Berberine (BBR) is an isoquinoline alkaloid extracted from Coptis chinensis that improves diabetes, hyperlipidemia and inflammation. Due to the low oral bioavailability of BBR, its mechanism of action is closely related to the gut microbiota. This study focused on the CYP51 enzyme of intestinal bacteria to elucidate a new mechanism of BBR transformation by demethylation in the gut microbiota through multiple analytical techniques. First, the docking of BBR and CYP51 was performed; then, the pharmacokinetics of BBR was determined in ICR mice in vivo, and the metabolism of BBR in the liver, kidney, gut microbiota and single bacterial strains was examined in vitro. Moreover, 16S rRNA analysis of ICR mouse feces indicated the relationship between BBR and the gut microbiota. Finally, recombinant E. coli containing cyp51 gene was constructed and the CYP51 enzyme lysate was induced to express. The metabolic characteristics of BBR were analyzed in the CYP51 enzyme lysate system. The results showed that CYP51 in the gut microbiota could bind stably with BBR, and the addition of voriconazole (a specific inhibitor of CYP51) slowed down the metabolism of BBR, which prevented the production of the demethylated metabolites thalifendine and berberrubine. This study demonstrated that CYP51 promoted the demethylation of BBR and enhanced its intestinal absorption, providing a new method for studying the metabolic transformation mechanism of isoquinoline alkaloids in vivo.

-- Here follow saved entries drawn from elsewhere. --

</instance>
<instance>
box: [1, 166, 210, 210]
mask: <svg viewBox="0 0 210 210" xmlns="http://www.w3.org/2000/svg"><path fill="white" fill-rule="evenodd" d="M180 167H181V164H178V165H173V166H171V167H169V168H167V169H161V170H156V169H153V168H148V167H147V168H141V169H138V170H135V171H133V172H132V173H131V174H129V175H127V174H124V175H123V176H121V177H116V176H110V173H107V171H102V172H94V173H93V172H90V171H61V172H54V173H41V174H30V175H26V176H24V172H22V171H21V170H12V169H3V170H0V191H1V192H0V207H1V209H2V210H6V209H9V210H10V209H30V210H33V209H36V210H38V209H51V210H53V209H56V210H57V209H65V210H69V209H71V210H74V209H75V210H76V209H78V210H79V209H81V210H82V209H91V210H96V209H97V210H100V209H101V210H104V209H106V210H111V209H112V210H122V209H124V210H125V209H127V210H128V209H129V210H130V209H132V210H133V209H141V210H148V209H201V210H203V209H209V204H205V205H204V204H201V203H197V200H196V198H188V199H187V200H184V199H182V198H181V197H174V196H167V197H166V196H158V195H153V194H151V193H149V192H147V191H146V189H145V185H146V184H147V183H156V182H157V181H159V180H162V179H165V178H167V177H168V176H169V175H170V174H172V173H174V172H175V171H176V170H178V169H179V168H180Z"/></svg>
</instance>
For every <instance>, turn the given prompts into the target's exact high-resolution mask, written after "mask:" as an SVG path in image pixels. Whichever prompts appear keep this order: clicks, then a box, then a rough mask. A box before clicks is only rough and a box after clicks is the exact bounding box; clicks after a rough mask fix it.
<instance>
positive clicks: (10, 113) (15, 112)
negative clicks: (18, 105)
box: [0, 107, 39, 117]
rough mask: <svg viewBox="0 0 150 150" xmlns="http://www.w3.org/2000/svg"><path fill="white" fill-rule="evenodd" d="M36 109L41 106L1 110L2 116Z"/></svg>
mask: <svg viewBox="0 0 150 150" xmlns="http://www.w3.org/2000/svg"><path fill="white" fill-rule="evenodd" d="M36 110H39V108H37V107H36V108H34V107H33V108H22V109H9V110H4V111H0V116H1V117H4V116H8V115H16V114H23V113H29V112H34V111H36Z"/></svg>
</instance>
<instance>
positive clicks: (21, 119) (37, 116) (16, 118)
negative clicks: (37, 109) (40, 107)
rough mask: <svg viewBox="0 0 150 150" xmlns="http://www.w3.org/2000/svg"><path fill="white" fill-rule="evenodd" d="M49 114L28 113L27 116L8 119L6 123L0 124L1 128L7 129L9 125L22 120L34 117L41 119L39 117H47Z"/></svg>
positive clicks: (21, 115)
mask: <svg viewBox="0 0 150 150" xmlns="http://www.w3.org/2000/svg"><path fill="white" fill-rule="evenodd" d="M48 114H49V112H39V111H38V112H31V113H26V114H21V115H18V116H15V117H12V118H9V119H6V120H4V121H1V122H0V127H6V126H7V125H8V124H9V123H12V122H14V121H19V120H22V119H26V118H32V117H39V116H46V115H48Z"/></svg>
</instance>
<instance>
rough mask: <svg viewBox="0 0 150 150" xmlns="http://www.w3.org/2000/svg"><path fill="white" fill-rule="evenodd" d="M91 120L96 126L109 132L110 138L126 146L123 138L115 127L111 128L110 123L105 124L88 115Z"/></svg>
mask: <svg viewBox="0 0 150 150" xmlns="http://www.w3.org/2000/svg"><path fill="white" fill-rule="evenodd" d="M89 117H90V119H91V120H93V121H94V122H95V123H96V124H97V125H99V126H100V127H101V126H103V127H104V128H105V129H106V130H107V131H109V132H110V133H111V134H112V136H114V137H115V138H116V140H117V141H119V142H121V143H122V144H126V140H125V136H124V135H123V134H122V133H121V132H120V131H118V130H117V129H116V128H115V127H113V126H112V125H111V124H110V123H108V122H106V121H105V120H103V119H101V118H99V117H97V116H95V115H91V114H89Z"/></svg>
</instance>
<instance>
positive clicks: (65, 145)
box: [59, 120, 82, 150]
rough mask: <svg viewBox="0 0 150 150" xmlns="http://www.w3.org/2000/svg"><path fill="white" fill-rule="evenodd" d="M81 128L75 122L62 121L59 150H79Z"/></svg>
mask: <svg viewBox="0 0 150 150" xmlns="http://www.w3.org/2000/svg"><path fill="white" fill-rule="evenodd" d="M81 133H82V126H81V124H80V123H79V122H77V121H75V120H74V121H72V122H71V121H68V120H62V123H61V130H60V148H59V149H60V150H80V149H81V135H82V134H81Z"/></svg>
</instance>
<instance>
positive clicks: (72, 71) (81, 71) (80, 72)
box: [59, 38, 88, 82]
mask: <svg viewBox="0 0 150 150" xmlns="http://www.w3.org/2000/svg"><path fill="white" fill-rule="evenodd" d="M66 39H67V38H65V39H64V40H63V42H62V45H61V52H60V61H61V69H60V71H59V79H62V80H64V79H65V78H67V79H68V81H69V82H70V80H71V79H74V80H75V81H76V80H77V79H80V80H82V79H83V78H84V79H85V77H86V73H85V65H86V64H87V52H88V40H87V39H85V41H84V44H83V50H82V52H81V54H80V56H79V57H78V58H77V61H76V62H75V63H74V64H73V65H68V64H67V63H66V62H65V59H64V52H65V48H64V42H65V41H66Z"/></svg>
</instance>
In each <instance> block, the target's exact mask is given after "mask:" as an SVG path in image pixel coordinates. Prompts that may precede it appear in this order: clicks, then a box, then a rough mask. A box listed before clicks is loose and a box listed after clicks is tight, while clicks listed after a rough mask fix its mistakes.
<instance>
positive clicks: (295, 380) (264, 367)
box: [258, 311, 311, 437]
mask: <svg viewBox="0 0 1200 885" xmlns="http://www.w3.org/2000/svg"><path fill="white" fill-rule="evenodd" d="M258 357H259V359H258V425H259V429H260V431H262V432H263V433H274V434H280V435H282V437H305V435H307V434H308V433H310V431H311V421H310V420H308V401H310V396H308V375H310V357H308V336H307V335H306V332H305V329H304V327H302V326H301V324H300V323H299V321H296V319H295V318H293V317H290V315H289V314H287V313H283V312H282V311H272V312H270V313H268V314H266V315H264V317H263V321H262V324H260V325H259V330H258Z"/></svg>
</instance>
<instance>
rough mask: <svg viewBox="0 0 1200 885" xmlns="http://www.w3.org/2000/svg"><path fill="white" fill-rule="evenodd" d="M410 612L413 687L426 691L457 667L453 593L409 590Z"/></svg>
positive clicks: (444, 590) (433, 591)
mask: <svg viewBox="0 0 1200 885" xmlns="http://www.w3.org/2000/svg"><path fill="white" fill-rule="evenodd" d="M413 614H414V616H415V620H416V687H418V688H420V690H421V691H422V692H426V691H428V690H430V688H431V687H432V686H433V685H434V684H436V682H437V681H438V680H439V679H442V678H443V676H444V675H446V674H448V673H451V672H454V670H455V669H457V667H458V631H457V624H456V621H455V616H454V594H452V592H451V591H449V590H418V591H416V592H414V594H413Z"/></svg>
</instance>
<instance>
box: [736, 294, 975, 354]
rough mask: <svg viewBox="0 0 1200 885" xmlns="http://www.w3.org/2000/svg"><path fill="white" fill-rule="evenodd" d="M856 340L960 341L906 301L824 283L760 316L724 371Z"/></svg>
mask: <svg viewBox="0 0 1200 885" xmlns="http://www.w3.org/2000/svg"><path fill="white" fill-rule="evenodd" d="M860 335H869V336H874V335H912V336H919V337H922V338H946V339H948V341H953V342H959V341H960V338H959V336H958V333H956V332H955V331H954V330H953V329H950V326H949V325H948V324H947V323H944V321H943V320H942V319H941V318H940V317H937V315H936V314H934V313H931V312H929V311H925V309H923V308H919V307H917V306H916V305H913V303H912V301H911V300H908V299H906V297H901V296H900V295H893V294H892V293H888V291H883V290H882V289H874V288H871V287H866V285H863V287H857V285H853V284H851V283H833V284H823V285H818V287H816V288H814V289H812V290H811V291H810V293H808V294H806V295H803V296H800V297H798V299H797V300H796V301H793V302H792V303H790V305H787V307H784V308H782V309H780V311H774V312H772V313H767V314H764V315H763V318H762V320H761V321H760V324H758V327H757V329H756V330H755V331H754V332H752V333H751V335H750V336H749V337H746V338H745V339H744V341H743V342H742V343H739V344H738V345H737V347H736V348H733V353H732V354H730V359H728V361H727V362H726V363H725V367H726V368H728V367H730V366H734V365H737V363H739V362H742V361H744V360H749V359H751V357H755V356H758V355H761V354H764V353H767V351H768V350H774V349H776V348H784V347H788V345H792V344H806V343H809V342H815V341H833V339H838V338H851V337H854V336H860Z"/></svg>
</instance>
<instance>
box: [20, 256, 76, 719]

黄连素 (BBR) 是一种从黄连中提取的异喹啉生物碱，可改善糖尿病、高脂血症和炎症。由于 BBR 的口服生物利用度低，其作用机制与肠道微生物群密切相关。本研究侧重于肠道细菌的 CYP51 酶，通过多种分析技术阐明肠道微生物群中去甲基化 BBR 转化的新机制。首先进行BBR与CYP51的对接；然后，在体内测定了 BBR 在 ICR 小鼠中的药代动力学，并在体外检查了 BBR 在肝脏、肾脏、肠道微生物群和单一菌株中的代谢。此外，ICR 小鼠粪便的 16S rRNA 分析表明 BBR 与肠道微生物群之间存在关系。最后，重组大肠杆菌含有构建cyp51基因并诱导CYP51酶裂解物表达。在CYP51酶裂解系统中分析BBR的代谢特征。结果表明，肠道菌群中的 CYP51 可以与 BBR 稳定结合，伏立康唑（CYP51 的特异性抑制剂）的加入减慢了 BBR 的代谢，从而阻止了去甲基化代谢物 thalifendine 和小檗碱的产生。本研究表明CYP51促进BBR去甲基化并增强其肠道吸收，为研究异喹啉生物碱在体内的代谢转化机制提供了新方法。